Reserve Bank Governor Adrian Orr. Photo / Mark Mitchell
OPINION:
Last week the Reserve Bank monetary committee had two judgment calls to make: how the economy is going and predicting the economic future. They got them both wrong.
It is hard to determine how the economy is going. All the data is out of date. Despite noting a "reboundin economic activity is under way", the committee believes "the economy is subdued".
As one of the finance ministers, I used to meet with the bank and Treasury to make these assessments of the economy. The weekly freight tonnage reports I received as Minister of Railways were a much better indicator of the health of the economy than the data the officials relied on.
Today that indicator is the ANZ Bank's truckometer index.

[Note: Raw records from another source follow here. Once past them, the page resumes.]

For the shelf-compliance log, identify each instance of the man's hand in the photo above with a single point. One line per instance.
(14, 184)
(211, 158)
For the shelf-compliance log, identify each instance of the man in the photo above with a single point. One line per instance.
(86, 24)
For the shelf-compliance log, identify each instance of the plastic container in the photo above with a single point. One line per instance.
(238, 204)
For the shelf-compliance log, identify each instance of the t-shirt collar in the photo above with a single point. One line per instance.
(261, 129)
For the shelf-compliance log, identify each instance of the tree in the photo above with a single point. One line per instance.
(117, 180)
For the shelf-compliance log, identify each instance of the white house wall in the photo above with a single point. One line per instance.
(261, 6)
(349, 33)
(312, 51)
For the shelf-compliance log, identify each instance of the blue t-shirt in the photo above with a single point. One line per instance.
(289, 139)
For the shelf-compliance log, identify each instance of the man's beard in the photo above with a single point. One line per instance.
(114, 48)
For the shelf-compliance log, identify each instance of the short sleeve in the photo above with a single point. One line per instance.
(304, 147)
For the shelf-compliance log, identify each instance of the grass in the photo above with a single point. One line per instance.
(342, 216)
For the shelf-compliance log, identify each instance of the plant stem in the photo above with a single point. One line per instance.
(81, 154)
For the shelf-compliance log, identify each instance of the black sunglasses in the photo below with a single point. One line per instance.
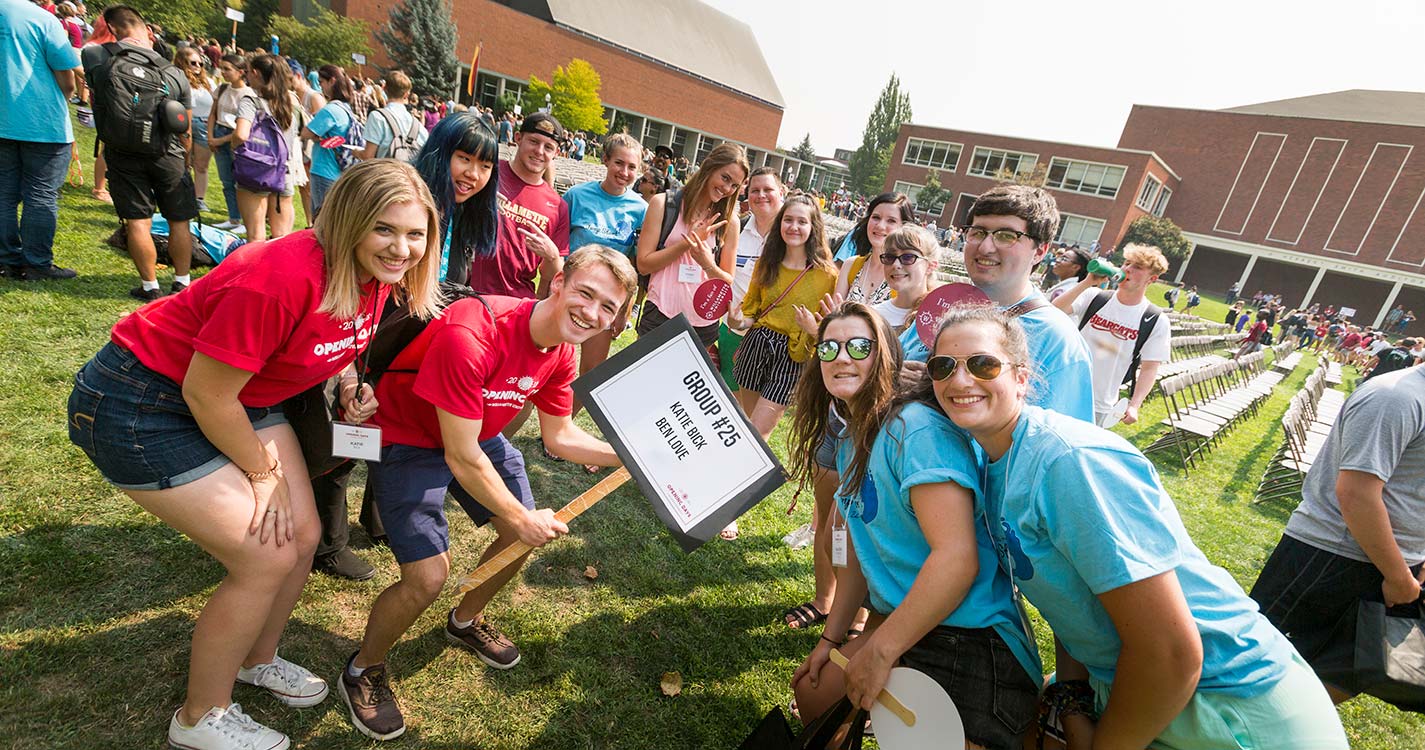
(982, 367)
(857, 348)
(907, 258)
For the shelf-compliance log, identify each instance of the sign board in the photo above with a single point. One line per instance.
(680, 434)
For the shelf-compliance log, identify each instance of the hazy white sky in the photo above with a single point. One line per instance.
(1069, 70)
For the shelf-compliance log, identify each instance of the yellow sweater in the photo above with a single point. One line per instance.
(808, 293)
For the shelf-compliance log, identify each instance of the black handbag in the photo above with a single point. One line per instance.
(1390, 653)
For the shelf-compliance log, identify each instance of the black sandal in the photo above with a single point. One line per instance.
(802, 616)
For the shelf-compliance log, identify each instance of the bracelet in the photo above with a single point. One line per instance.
(274, 472)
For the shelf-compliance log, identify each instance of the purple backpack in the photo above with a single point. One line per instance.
(260, 164)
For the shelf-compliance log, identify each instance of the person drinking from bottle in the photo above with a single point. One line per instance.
(445, 399)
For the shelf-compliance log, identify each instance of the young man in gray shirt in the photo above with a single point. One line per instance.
(1358, 532)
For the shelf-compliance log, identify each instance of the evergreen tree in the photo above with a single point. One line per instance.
(868, 164)
(419, 39)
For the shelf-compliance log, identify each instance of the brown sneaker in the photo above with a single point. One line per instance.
(485, 640)
(371, 703)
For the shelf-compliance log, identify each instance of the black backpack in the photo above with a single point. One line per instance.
(130, 87)
(1150, 315)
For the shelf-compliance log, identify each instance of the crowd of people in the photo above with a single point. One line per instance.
(442, 294)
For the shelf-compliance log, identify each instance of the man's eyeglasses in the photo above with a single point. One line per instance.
(907, 258)
(981, 367)
(1003, 238)
(857, 348)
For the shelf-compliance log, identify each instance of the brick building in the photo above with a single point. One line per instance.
(1099, 190)
(1317, 198)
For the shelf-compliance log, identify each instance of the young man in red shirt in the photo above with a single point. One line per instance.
(442, 405)
(533, 234)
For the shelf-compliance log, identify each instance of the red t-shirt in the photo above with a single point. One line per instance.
(475, 367)
(257, 311)
(510, 271)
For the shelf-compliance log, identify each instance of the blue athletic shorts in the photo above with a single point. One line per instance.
(411, 485)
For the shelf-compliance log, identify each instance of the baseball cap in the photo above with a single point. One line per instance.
(542, 123)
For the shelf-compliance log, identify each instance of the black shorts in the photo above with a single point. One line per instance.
(138, 184)
(1311, 596)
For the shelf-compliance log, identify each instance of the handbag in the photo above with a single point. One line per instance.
(1390, 653)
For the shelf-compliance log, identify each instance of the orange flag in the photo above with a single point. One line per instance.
(475, 66)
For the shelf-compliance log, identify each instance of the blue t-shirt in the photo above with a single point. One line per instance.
(921, 447)
(1063, 370)
(1085, 514)
(33, 44)
(599, 218)
(331, 120)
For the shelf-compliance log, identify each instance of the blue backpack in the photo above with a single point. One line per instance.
(260, 164)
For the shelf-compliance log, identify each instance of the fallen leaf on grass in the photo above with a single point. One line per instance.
(671, 683)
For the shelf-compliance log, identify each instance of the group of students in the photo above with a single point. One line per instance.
(956, 472)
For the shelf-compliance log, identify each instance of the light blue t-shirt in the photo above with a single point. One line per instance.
(599, 218)
(1085, 514)
(921, 447)
(331, 120)
(33, 46)
(1063, 370)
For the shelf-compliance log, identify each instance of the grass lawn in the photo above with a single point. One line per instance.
(97, 599)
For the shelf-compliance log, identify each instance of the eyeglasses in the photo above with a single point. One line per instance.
(907, 258)
(982, 367)
(1003, 238)
(857, 348)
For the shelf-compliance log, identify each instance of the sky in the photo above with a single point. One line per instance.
(1069, 70)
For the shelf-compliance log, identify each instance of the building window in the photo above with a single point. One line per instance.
(1075, 230)
(934, 154)
(1159, 206)
(1149, 193)
(1086, 177)
(914, 191)
(989, 163)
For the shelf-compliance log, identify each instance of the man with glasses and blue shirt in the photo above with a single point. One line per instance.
(1008, 234)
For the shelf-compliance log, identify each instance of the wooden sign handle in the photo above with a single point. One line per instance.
(565, 515)
(885, 697)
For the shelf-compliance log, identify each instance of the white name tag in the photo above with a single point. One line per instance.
(355, 441)
(838, 546)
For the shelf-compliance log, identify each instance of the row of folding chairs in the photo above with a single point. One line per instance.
(1206, 404)
(1306, 425)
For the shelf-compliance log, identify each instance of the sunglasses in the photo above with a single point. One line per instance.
(857, 348)
(982, 367)
(907, 258)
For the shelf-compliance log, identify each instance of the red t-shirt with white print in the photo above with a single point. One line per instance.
(257, 311)
(475, 364)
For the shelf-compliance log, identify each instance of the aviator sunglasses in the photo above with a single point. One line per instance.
(982, 367)
(857, 348)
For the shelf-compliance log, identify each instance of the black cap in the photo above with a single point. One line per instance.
(542, 123)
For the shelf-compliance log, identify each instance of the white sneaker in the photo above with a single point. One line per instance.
(225, 729)
(287, 682)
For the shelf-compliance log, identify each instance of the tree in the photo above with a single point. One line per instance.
(868, 164)
(325, 40)
(419, 39)
(576, 97)
(931, 198)
(1159, 233)
(807, 153)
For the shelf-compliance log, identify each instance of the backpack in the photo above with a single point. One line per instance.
(260, 163)
(1150, 317)
(345, 154)
(402, 146)
(130, 89)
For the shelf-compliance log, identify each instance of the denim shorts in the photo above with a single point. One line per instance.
(998, 700)
(411, 485)
(136, 425)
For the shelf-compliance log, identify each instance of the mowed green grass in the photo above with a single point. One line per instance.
(97, 599)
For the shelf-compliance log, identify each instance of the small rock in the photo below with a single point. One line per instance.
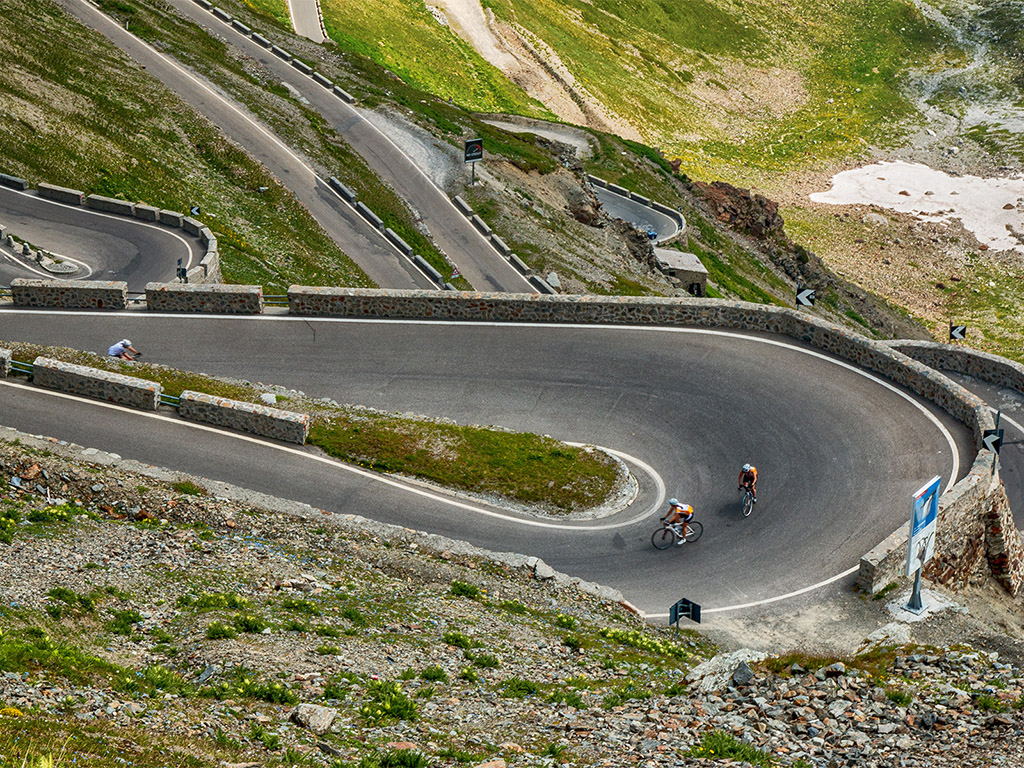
(742, 675)
(315, 718)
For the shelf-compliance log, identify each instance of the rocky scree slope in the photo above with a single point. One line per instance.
(160, 611)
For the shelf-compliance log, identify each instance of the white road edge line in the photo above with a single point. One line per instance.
(170, 61)
(365, 473)
(775, 599)
(103, 214)
(538, 523)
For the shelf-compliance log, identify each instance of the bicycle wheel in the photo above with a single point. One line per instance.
(748, 504)
(664, 538)
(693, 530)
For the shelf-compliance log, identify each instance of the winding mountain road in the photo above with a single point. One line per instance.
(840, 452)
(105, 246)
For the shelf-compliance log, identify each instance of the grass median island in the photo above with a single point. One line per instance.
(522, 468)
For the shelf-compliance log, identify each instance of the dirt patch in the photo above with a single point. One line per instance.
(525, 60)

"Heavy Traffic Index in October was 7.1 per cent higher than a year ago, while the Light Traffic Index is 5.9 per cent higher than a year ago (3-month average)," said the ANZ. November's index continues the trend.
The heavy trucks index indicates what is happening in the economy now. The light traffic index is an accurate predictor of the next six months.
Seven per cent traffic growth is an economy roaring out of recession. There is no need for the bank to further stimulate the economy.
The Reserve Bank committee reached a different conclusion: "Significant monetary stimulus remains necessary to deliver our inflation and employment objectives over the medium term". Indeed, the committee went further and agreed "to provide further monetary stimulus".
Predicting the future is very difficult. No forecaster predicted the pandemic. No one knows how economies will emerge from Covid, but in China the economy is growing strongly.
The Reserve Bank monetary committee believes it knows the future. The committee had already announced that the economy will need $100 billion of credit stimulation until June 2022. The committee has never explained why that figure is $100b, or what is special about June 2022.
The committee could have made an optimistic prediction. With proper precautions, a travel bubble could be opened with Australia. With quarantine, international students could return.
Last week's decisions were to ignore the data and double down on credit expansion.
Printing money is high risk, or the bank would not have insisted on a letter of guarantee from the Finance Minister. You as a taxpayer are paying if it all goes wrong and interest rates have to rise.
The government funds its deficit by issuing $1b in new bonds each week. The trading banks buy the bonds and immediately flick them on at a profit to the Reserve Bank.
The Reserve Bank funds the purchase by creating the money with a few computer strokes. (Central banks creating money and lending it to the government directly is social credit, which would freak out the market. The expensive use of middlemen is to pretend it is not social credit.)
Some quantitative easing was required for the shock of lockdown, but not a two-year programme of printing money, which is causing huge distortions. Cheap credit is fuelling the house and share market boom. Savers who relied on fixed bank deposits have been devastated.
Asset bubbles end badly. Last week the influential Bloomberg magazine ran an article calling the New Zealand policy "Japanification". The article says the Reserve Bank's ownership of "outstanding nominal government bonds has rocketed from 6 per cent to 37 per cent in the space of seven months". The author notes that starting at 11 per cent, it took Japan three years to reach 37 per cent ownership.
New Zealand has the most aggressive QE programme in the Western World.
The Bloomberg article says: "Falling yields may deter capital flows needed to fund deficit". A foreign exchange crisis could be how it ends.
Foreigners do not need to hold the Kiwi. Good export receipts means today there is little pressure on the currency.
New Zealanders, in contrast, have to hold the Kiwi. We have lost confidence in cash. There is a rush to convert money into assets, any assets. As Rod Duke explained his family trust's purchase of shares in his company, Briscoe Group: "The banks do not want my money".
Cash must be draining out of the trading banks. Last week the monetary committee announced a new programme to create even more credit and lend it to the trading banks, to on-lend at super low interest rates. Even more cheap credit funding means even higher house prices.
If there is a run on the Kiwi, it will be led by New Zealanders who have lost confidence in the Reserve Bank monetary committee's ability to maintain a sound currency.
Who remembers economist Ludwig von Mises' famous quote: "There is no means of avoiding the final collapse of a boom brought about by credit expansion".